Neonazis feiern in den Wahlkampf

Auf dem Pressefest der „Deutschen Stimme“ hat sich die NPD für die Wahlen in Berlin und Mecklenburg-Vorpommern in Szene gesetzt. 4.000 Nazis sprachen über „großrassische Gemeinschaften“ und den dritten Weltkrieg. 600 Gegendemonstranten

AUS DRESDEN MICHAEL BARTSCH

Vielleicht lag es an den Regenschauern: Nur etwa 4.000 Neonazis aus der gesamten Bundesrepublik kamen am Wochenende zum vierten Pressefest des NPD-Zentralorgans „Deutsche Stimme“ (DS) nach Dresden-Pappritz. Vergleichsweise wenig, denn das DS-Pressefest ist neben dem Rudolf-Heß-Marsch und dem Dresdner Zerstörungsgedenken einer der drei Jahreshöhepunkte der rechten Szene in Deutschland. Im Hochland um den Dresdner Fernsehturm hatte die NPD dazu nach vielen Schwierigkeiten eine Privatwiese gemietet – fast in Sichtweite des Wohnhauses von Sachsens Ministerpräsident Georg Milbradt (CDU).

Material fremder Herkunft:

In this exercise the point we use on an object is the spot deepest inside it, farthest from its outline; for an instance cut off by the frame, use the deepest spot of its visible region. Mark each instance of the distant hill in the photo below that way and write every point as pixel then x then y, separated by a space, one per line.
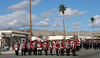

Auf der Wiese bildeten sich Menschenschlangen vor allem an den Bierständen der vielen renommierten Marken – darunter Holsten, Krombacher, Wernesgrüner oder Feldschlösschen. Die Kampagne „Keine Geschäfte mit Nazis“ hatte im Vorfeld die Unterstützung des Pressefestes durch Dienstleistungsfirmen angeprangert.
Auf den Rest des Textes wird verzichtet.